Parque Nacional de Bouhachem
Outra joia natural com percursos pedestres rodeados de bosques e fauna autóctone.
Escapadinhas de um dia completo
Tetuão, a 60 km
Conhecida pela sua medina, classificada Património Mundial pela UNESCO. Oferece uma mistura fascinante de arquitetura mourisca e herança colonial espanhola, com mercados interessantes e recantos históricos.
Praia de Oued Laou, a 75 km
Se preferir uma escapadinha até à costa. Esta praia tranquila de águas cristalinas é ideal para relaxar longe das multidões, e é popular entre os habitantes locais.
Fez, a 200 km
Uma das cidades imperiais mais emblemáticas de Marrocos. A sua medina é um labirinto histórico cheio de vida, e alberga monumentos como a Universidade de Al-Qarawiyyin, a mais antiga do mundo.
Volubilis, a 150 km
Para os amantes de história, estas ruínas romanas oferecem uma impressionante janela para o passado. É um dos sítios arqueológicos mais bem conservados do norte de África e Património Mundial.
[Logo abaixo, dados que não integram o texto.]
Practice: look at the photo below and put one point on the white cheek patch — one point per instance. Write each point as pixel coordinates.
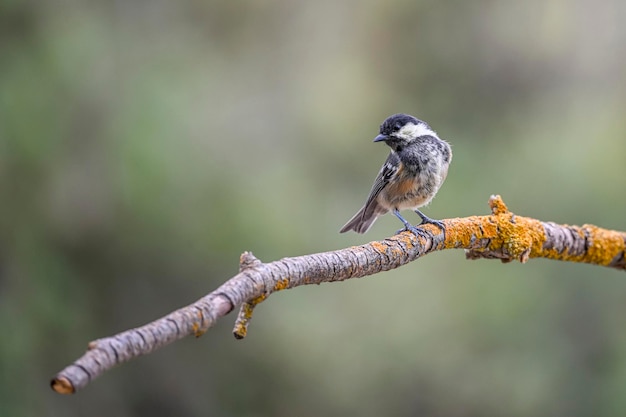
(412, 131)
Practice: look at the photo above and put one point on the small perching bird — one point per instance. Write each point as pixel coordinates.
(411, 175)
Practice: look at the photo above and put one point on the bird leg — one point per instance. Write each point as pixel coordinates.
(428, 220)
(408, 226)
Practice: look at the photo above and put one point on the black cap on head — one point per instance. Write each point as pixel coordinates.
(396, 122)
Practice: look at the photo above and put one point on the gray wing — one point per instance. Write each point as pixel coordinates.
(389, 170)
(364, 218)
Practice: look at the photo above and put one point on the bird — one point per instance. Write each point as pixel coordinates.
(410, 177)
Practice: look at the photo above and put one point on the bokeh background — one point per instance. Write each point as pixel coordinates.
(145, 145)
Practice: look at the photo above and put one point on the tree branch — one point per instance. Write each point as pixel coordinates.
(501, 235)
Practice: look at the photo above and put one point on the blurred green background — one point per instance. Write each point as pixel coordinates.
(145, 145)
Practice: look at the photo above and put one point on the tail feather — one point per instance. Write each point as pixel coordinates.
(363, 220)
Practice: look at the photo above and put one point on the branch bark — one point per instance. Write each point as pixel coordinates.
(501, 235)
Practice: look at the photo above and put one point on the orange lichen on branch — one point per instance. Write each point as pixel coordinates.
(62, 386)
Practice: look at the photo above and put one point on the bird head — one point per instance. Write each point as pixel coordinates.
(399, 130)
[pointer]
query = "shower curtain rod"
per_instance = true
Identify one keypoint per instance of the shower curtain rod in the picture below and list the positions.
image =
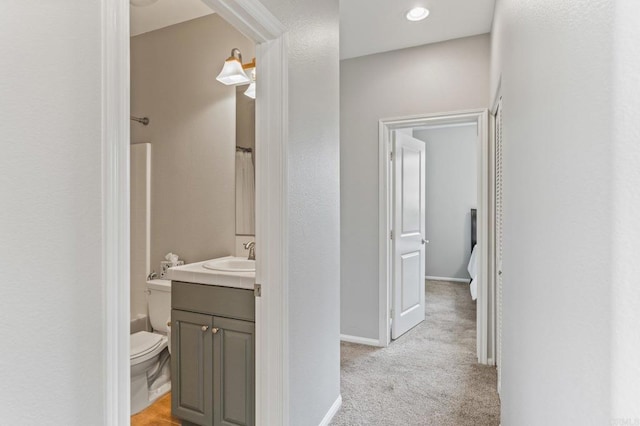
(143, 120)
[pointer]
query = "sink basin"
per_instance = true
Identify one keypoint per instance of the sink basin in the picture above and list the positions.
(231, 264)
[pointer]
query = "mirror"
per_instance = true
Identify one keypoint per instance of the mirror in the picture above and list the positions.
(245, 162)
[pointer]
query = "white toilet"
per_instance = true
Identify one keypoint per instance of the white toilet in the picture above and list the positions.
(150, 362)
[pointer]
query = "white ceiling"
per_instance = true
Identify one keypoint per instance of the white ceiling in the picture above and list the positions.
(373, 26)
(164, 13)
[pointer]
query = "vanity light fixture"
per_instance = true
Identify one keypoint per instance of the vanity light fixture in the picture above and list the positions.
(417, 14)
(232, 72)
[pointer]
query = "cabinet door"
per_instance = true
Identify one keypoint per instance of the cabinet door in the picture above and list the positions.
(192, 367)
(233, 372)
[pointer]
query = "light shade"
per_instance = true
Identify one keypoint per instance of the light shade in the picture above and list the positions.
(251, 90)
(232, 73)
(417, 14)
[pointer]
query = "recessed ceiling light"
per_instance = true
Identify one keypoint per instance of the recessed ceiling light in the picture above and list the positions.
(142, 3)
(417, 14)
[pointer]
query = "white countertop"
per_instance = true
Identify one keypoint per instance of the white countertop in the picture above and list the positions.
(196, 273)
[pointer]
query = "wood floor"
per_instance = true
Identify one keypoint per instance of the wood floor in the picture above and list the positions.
(158, 414)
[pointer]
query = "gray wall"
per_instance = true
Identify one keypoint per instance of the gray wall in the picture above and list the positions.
(452, 190)
(448, 76)
(555, 63)
(192, 133)
(52, 327)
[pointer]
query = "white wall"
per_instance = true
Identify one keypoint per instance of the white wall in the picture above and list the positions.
(442, 77)
(314, 209)
(625, 339)
(51, 226)
(451, 192)
(140, 226)
(567, 269)
(193, 134)
(50, 219)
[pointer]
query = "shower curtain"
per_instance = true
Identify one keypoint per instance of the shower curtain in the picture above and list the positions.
(245, 194)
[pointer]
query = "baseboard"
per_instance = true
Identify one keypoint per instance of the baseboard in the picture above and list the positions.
(359, 340)
(332, 412)
(456, 280)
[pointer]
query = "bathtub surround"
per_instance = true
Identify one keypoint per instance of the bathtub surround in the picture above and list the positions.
(452, 191)
(447, 76)
(192, 132)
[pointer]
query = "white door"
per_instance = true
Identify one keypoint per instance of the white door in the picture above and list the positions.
(408, 223)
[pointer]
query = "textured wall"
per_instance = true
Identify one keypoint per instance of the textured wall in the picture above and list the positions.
(442, 77)
(625, 350)
(555, 62)
(192, 133)
(452, 191)
(314, 215)
(50, 219)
8. Gastronomia de Chefchaouen
A gastronomia é uma parte essencial da experiência cultural que a cidade oferece. Influenciada pela cozinha marroquina tradicional, os pratos locais combinam ingredientes frescos e especiarias aromáticas para criar sabores únicos que refletem a riqueza cultural da região.
Pratos típicos que deve provar
Tajine
O prato mais emblemático. Este guisado cozinhado lentamente num recipiente de barro leva carnes como frango ou borrego, acompanhadas de legumes frescos e especiarias como o cominho e o açafrão. Cada tajine tem um sabor único consoante os ingredientes locais e o toque de cada cozinheiro.
Pastela
Uma iguaria doce e salgada que combina carne de frango ou pombo com amêndoas, canela e açúcar, tudo envolto numa fina massa filo. Uma opção ideal para quem procura provar algo diferente e autêntico.
9. Conselhos gerais para visitar Chefchaouen
- Leve calçado confortável: a medina tem ruas de calçada e em declive que podem ser cansativas se não for bem preparado. As melhores horas para explorar são de manhã cedo ou ao entardecer, quando as ruas estão menos movimentadas.
- Leve roupa em camadas leves: durante o dia pode fazer calor, mas as noites costumam ser frescas devido à sua localização na montanha.
- Não se esqueça do protetor solar e de uma garrafa de água, sobretudo se planeia fazer excursões a lugares próximos como Akchour ou a Mesquita Espanhola.
- Peça autorização antes de fotografar os locais: a cidade oferece inúmeras oportunidades para captar imagens espetaculares, mas nem todos se sentem confortáveis a ser fotografados.